Yes. The audit engagement is a written review of what you currently hold: signers, locations, redundancies, single points of failure, and recovery paths. You receive a redacted report and a prioritised remediation list. Many clients start here.

I don't know what I need. Where do I start?

Start with the free 30-minute consultation. Write a few lines about what you hold and what concerns you; we'll tell you what your engagement should be — even if the answer is "you don't need us yet".

Fees & terms

How do you charge?

Scoped engagements like audits are fixed fee. Bespoke work — architecture, migration, succession planning — is quoted after Discovery, once we understand what you hold and what the design has to survive. You see the number before any work begins.

Why is it by introduction and application?

We keep a small book and serve it thoroughly. Accepting a limited number of engagements each quarter is how we protect the quality of the work and the confidentiality of existing clients. It also means we occasionally say no.

Do you ever take custody of my assets or hold a key?

No. We are a consultancy, not a custodian. We never take possession of your Bitcoin, and the default architectures we design leave every key in your hands. Where a setup uses Coinhost Wallet, the optional recovery key lives in an HSM and only ever co-signs during recovery — and you can choose a design where we hold no key at all.

Confidentiality

Will my identity ever be published?

Never. We don't publish client names, logos, or case studies, and we don't use engagements as marketing. If you hear about us, it will be by introduction — not from a testimonial page.

How do you handle sensitive information?

We collect the minimum needed to do the work, keep it on a need-to-know basis within the engagement, and return or destroy working material on completion. Custody designs and reports are delivered redacted by default. Specifics are set out in the engagement letter.

The wallet

Is Coinhost Wallet required to work with you?

No. Our practice is software-agnostic — we set up whatever is right for you, including coordinators and signers we don't make. For many engagements the right tool happens to be the one we maintain ourselves, but it is never a requirement.

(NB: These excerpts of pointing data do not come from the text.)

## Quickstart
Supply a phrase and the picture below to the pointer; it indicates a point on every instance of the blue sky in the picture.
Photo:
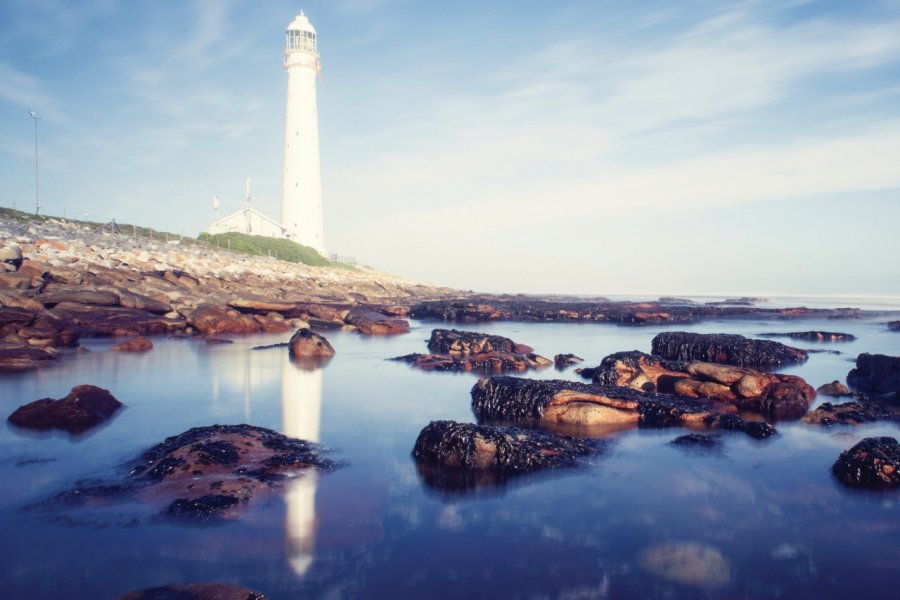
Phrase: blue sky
(568, 147)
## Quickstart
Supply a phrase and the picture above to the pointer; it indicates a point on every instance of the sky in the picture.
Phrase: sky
(571, 147)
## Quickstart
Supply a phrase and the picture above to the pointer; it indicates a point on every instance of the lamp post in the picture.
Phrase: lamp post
(37, 195)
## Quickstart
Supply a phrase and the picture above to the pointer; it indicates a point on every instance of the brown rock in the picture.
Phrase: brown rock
(307, 344)
(86, 406)
(195, 591)
(138, 344)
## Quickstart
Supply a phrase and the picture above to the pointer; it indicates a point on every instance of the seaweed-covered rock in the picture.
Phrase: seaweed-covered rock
(834, 389)
(478, 447)
(205, 474)
(195, 591)
(84, 407)
(774, 395)
(814, 336)
(725, 349)
(877, 375)
(308, 344)
(872, 463)
(455, 342)
(848, 413)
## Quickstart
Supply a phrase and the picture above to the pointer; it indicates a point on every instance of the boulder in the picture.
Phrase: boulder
(814, 336)
(138, 344)
(307, 344)
(476, 447)
(374, 323)
(10, 257)
(848, 413)
(204, 475)
(774, 395)
(558, 402)
(834, 389)
(877, 375)
(209, 319)
(563, 361)
(86, 406)
(725, 349)
(872, 463)
(195, 591)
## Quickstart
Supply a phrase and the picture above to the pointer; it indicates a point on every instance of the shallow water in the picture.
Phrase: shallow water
(756, 519)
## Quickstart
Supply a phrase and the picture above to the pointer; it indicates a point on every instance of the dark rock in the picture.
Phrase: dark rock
(512, 399)
(84, 407)
(195, 591)
(307, 344)
(375, 323)
(562, 361)
(697, 440)
(725, 349)
(205, 474)
(23, 358)
(477, 447)
(872, 463)
(835, 389)
(876, 374)
(774, 395)
(814, 336)
(848, 413)
(138, 344)
(452, 341)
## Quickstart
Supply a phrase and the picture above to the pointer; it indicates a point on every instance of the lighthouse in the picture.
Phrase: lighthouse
(301, 199)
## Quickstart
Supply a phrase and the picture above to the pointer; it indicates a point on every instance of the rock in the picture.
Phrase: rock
(204, 475)
(876, 374)
(562, 361)
(773, 395)
(512, 399)
(476, 447)
(195, 591)
(10, 257)
(452, 341)
(872, 463)
(209, 319)
(689, 563)
(814, 336)
(697, 440)
(488, 362)
(724, 349)
(848, 413)
(23, 358)
(306, 344)
(374, 323)
(86, 406)
(835, 389)
(138, 344)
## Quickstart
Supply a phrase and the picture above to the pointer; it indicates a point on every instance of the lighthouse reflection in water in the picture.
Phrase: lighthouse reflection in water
(301, 407)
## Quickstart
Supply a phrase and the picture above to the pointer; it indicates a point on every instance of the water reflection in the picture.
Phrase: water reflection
(301, 408)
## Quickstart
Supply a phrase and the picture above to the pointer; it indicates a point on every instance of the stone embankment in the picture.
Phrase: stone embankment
(61, 281)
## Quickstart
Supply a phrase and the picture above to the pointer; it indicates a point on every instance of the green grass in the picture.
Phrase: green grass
(257, 245)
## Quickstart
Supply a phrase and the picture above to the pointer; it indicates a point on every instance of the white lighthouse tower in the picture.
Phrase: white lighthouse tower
(301, 200)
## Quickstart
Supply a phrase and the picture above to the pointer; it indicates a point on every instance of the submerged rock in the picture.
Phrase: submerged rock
(511, 399)
(725, 349)
(872, 463)
(774, 395)
(86, 406)
(876, 374)
(478, 447)
(814, 336)
(205, 474)
(308, 344)
(195, 591)
(848, 413)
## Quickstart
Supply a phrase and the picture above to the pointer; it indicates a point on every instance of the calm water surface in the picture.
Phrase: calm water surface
(756, 519)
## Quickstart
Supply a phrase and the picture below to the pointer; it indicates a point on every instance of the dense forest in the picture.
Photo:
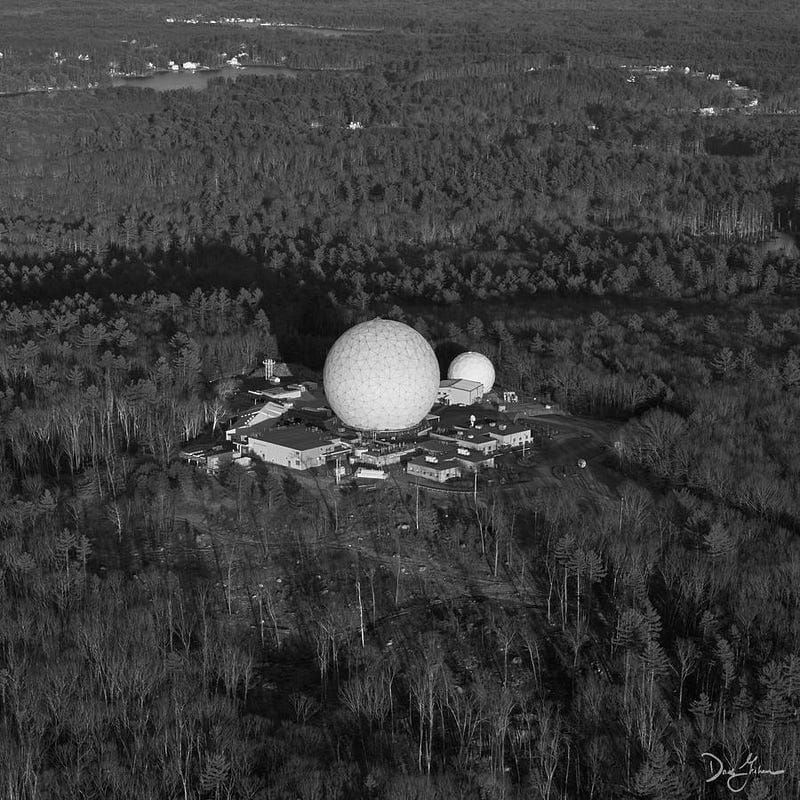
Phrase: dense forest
(523, 183)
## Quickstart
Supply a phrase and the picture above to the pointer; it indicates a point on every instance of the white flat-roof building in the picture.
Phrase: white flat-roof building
(509, 434)
(473, 440)
(459, 390)
(432, 468)
(295, 447)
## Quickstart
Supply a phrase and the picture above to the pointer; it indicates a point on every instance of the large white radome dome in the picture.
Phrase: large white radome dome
(473, 367)
(381, 375)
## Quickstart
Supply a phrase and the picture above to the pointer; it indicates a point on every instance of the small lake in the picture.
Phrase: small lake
(187, 79)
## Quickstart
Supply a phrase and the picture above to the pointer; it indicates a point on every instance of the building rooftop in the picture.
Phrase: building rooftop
(296, 437)
(463, 436)
(205, 447)
(505, 430)
(460, 383)
(437, 466)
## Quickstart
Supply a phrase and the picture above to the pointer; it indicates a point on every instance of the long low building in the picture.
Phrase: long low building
(295, 447)
(459, 391)
(433, 468)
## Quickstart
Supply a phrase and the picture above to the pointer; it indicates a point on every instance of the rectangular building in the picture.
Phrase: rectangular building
(460, 391)
(511, 435)
(295, 447)
(474, 441)
(433, 469)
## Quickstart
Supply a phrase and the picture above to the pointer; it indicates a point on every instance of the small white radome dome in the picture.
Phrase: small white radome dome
(472, 366)
(381, 375)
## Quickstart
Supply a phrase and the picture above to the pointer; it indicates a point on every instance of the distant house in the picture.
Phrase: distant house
(207, 455)
(453, 391)
(468, 460)
(510, 435)
(477, 440)
(295, 447)
(431, 468)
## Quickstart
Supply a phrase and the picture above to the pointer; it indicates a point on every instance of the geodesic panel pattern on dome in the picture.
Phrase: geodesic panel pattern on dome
(473, 367)
(381, 375)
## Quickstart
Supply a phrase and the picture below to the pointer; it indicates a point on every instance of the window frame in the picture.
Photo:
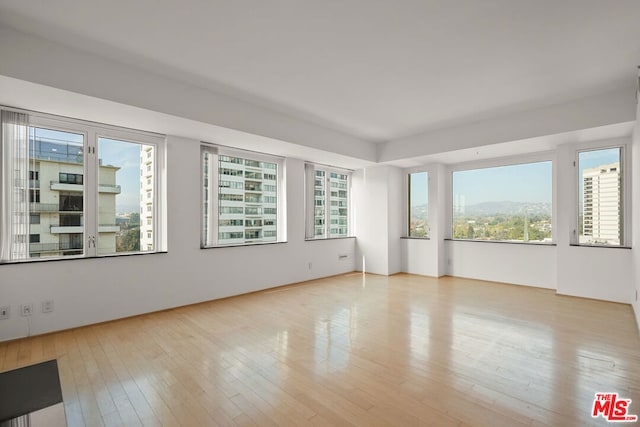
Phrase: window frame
(310, 169)
(213, 186)
(91, 132)
(626, 193)
(407, 202)
(544, 156)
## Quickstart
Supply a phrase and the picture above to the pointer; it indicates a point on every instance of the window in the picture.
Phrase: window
(328, 202)
(418, 204)
(241, 197)
(89, 205)
(506, 203)
(601, 197)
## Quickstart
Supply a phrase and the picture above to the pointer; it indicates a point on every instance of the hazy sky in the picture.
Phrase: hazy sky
(530, 182)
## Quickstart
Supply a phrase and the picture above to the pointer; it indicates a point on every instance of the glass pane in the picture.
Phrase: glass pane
(419, 204)
(507, 203)
(247, 201)
(56, 206)
(600, 197)
(339, 204)
(319, 207)
(126, 196)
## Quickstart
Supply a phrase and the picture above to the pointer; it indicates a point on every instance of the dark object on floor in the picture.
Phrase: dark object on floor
(28, 389)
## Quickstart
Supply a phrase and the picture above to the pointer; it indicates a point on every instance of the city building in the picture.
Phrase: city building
(602, 205)
(374, 328)
(246, 208)
(56, 199)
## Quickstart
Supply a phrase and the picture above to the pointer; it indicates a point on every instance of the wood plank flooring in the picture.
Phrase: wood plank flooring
(350, 350)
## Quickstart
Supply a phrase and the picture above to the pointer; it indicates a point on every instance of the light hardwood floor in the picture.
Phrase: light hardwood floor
(353, 349)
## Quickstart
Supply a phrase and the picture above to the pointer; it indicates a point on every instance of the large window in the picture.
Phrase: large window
(507, 203)
(328, 195)
(600, 197)
(242, 197)
(74, 188)
(418, 204)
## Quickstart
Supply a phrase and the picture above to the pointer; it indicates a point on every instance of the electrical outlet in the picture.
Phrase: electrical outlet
(47, 306)
(26, 309)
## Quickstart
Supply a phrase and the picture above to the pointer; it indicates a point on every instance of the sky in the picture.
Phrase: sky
(529, 182)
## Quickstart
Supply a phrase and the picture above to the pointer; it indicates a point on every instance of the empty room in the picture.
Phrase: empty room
(365, 213)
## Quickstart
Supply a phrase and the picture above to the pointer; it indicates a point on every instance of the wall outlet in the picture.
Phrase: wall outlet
(47, 306)
(26, 309)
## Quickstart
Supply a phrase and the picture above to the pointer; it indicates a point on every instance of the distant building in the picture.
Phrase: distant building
(56, 200)
(601, 205)
(247, 205)
(147, 211)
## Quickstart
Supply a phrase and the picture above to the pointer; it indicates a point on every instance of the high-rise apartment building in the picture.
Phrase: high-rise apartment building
(602, 205)
(147, 171)
(338, 209)
(56, 199)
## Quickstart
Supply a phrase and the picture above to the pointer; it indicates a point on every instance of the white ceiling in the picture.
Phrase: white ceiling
(378, 70)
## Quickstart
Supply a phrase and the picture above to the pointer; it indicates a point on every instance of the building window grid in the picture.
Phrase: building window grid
(247, 199)
(601, 211)
(66, 154)
(330, 202)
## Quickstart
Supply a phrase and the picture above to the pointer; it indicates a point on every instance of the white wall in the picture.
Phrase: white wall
(378, 219)
(93, 290)
(37, 60)
(635, 168)
(586, 113)
(531, 265)
(600, 273)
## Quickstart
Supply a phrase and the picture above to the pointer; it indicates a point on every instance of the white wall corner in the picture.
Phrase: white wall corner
(614, 107)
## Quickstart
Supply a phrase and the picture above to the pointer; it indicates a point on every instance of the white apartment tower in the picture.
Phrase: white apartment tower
(337, 211)
(147, 211)
(247, 200)
(602, 205)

Then why do you make a wallet at all?

Because for a large share of clients the cleanest tool is a 2-of-3 multisig built around the same principles as the consultancy: open standards, an exportable descriptor, no lock-in, and a recovery path designed for humans. It is the consultancy's thinking, shipped as software.

Is the wallet available now?

It's in private beta on public testnet, with mainnet targeted for Q2 2026 after the second external audit concludes. You can read the full security model on the wallet page and in Security.

What happens to my funds if Coinhost goes away?

You keep spending. A Coinhost Wallet vault uses standard descriptors — export yours and open it in Sparrow, Electrum, or Specter. Your coins live on-chain at the same addresses, with no migration and no involvement from us. Designing for that exit is the point.

Self-custody

Why not just use a single hardware wallet?

A single-key setup has one failure mode that ends everything: lose the seed, lose the coins. A correctly designed 2-of-3 tolerates losing any one key without losing funds — and removes the operational burden of guarding a single irreplaceable secret. The phrase doing the work is "correctly designed".

Is multisig overkill for my holdings?

Sometimes. Below a certain threshold, a well-run single-signer setup with a rehearsed backup is reasonable, and we'll tell you so. The case for multisig grows with the amount at stake, the number of people who may need to act, and how long the plan has to survive.

Is it legal to self-custody?

In most jurisdictions, yes — self-custody is what Bitcoin was designed for. A handful of countries restrict it, and we don't help anyone circumvent local law. For large holdings, corporate treasuries, or trust structures we work alongside your own legal counsel rather than in place of it.